Three things need to be understood before seeing Inherent Vice. 1) The film is not about plot or conventional emotions. 2) The pacing is deliberate. 3) The film is as stoned as its central character.
I don’t mean that the film makes you feel stoned. Inherent Vice is seductive, but despite a lot of the film’s subject, not in the sexual sense. It’s seductive in that the film’s atmosphere, style, humor and liveliness is so enticing that you don’t want it to end.
The film was adapted from the 2009 Thomas Pynchon novel of the same name by Hollywood wunderkind Paul Thomas Anderson (Boogie Nights, There Will Be Blood).
People might ask what the film is about. What does it matter? It centers on jaded pot-loving hippie/private detective Larry “Doc” Sportello (Joaquin Phoenix). His ex-girlfriend, Shasta (Katherine Waterson) reappears in his life, asking Doc to prevent a plot by her boyfriend’s wife with the help of her lover to put him in an asylum…
…which leads to a murder, the police framing Doc, another murder, drug smuggling, neo-nazis, more murder, and a paranoia of authority typical of that late 60s daze. Groovy man, but what were we talking about again?

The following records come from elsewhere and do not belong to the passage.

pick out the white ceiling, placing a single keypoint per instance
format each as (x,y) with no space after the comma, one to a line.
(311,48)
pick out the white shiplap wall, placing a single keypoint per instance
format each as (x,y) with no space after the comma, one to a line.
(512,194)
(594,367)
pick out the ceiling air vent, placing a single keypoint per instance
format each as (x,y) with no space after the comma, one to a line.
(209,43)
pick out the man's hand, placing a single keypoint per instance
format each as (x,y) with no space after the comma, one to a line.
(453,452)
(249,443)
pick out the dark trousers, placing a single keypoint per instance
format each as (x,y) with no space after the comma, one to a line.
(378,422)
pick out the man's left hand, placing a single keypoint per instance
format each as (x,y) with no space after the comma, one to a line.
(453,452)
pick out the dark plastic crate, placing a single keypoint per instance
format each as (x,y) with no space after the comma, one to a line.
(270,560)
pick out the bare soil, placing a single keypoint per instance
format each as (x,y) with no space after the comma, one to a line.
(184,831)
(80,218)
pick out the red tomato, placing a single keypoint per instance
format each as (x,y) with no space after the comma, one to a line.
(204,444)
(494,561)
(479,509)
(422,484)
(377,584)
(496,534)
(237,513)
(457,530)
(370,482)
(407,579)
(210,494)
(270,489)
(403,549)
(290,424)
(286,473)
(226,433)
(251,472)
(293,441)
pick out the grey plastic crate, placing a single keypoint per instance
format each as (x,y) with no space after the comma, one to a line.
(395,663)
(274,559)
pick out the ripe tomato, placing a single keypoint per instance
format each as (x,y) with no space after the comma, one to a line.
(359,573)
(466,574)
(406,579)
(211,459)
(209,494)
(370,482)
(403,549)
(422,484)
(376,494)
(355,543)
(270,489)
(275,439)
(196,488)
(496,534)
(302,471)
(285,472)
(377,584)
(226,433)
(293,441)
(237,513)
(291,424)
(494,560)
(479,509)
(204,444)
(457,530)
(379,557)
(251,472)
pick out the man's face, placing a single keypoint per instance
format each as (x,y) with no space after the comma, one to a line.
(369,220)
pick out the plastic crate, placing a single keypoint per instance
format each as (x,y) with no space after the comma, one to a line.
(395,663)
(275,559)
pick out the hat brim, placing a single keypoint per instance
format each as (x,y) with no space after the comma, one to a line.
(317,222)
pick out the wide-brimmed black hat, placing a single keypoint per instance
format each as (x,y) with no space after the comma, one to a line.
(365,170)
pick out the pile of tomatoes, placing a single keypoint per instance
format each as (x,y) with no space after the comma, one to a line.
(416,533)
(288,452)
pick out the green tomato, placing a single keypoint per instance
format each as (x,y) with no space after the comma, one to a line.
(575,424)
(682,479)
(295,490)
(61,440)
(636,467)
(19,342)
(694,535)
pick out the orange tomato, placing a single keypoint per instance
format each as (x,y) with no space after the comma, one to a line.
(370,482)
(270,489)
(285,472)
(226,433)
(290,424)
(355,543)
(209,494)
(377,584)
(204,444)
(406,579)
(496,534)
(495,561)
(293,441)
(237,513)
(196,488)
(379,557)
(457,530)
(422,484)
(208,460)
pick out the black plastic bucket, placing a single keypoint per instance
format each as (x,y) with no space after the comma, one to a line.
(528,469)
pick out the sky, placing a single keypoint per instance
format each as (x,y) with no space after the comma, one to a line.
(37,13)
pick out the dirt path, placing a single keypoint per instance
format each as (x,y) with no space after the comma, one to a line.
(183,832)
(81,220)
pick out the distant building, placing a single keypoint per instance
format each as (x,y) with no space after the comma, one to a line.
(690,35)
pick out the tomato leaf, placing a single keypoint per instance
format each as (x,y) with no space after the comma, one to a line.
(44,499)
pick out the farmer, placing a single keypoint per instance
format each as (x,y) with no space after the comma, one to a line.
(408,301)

The plot is purposely incomprehensible. That’s the main complaint against it: “If there’s no plot, what’s left?” What is left is a surplus of attitude and personality, which Inherent Vice is all about. The film functions as a mix of the 1946 classic The Big Sleep and the 1973 Robert Altman film The Long Goodbye. The former because of the film’s emphasis on atmospheric, individual scenes over coherence, and the latter for its sprawling nature and subversive world portrait.
However, Inherent Vice is almost anti-detective, like the Gene Hackman film Night Moves. Here, Doc Sportello goes around and talks to, questions, coaxes and insults a motley crew of FBI agents, nymphos, neo-nazis, and dopeheads, which leads him closer to… where again? It’s what this colorful assortment of people say, and how they say it, and how they react to what they say that makes the film interesting.
It’s stoned in that it doesn’t know where it’s going. The film’s pace is slow, almost meandering, which isn’t a criticism but an appraisal. Where Anderson used to solve his pacing problems with dramatic track ins, swish pans and match cuts, here he opts for long takes that can last about five or six minutes long, often choosing to move the camera into his subjects with such subtle grace that you don’t realize the camera’s moving until entire parts of a character’s body are missing from view.
The pacing allows Anderson to establish the “anything goes” attitude that makes the film so joyful to watch. We soak up all the little things now. The 1970s are established not through obvious music choices, like American Hustle, but through set design, costuming, and dialogue. This is the core of Inherent Vice’s colorful personality. I didn’t care about what was happening or who did it, regardless of not knowing who “who” is and what it is they “did.” I was more excited seeing these characters tripping over their words expressing themselves, talking about their memories, their hang ups, their dreams.
“Anything goes” also explains what the film thinks of itself, in that it doesn’t take itself seriously. Nothing is overdone, and the characters take everything in their stride. People declare themselves drug addicts and neo-nazis as easily as they eat and drink. This aspect makes the film’s strangeness easier to swallow and also quite funny in many of the scenes.
The casting is brilliant, and the contribution to the texture of the film by the actors elevates the film above Anderson’s others. Josh Brolin plays the cop “Bigfoot,” whose hilarious anger seeps out from frustrating situations, such as kicking doors down, to mundane situations, like ordering pancakes. Owen Wilson plays the human chameleon, a dopehead who infiltrates subversive groups in plain view. Benicio del Toro plays a disloyal lawyer, who is disloyal out of practicality and not vengeance. Jena Malone plays a recovering drug addict, and also forms the backbone to one of the film’s funniest scenes.
Inherent Vice might be received in the same way Tarantino’s Jackie Brown was: “Too slow, too meandering, etc.” I disagree with this assertion. The two are similar, but beyond aesthetic touches. Both films are the most mature visions both directors have had. Inherent Vice is a film to be savored, so rich in personality and atmosphere that in several moments when I thought the film would end and it didn’t, I was overjoyed. I wanted these characters to talk and plan and misdirect each other for hours more before the credits rolled.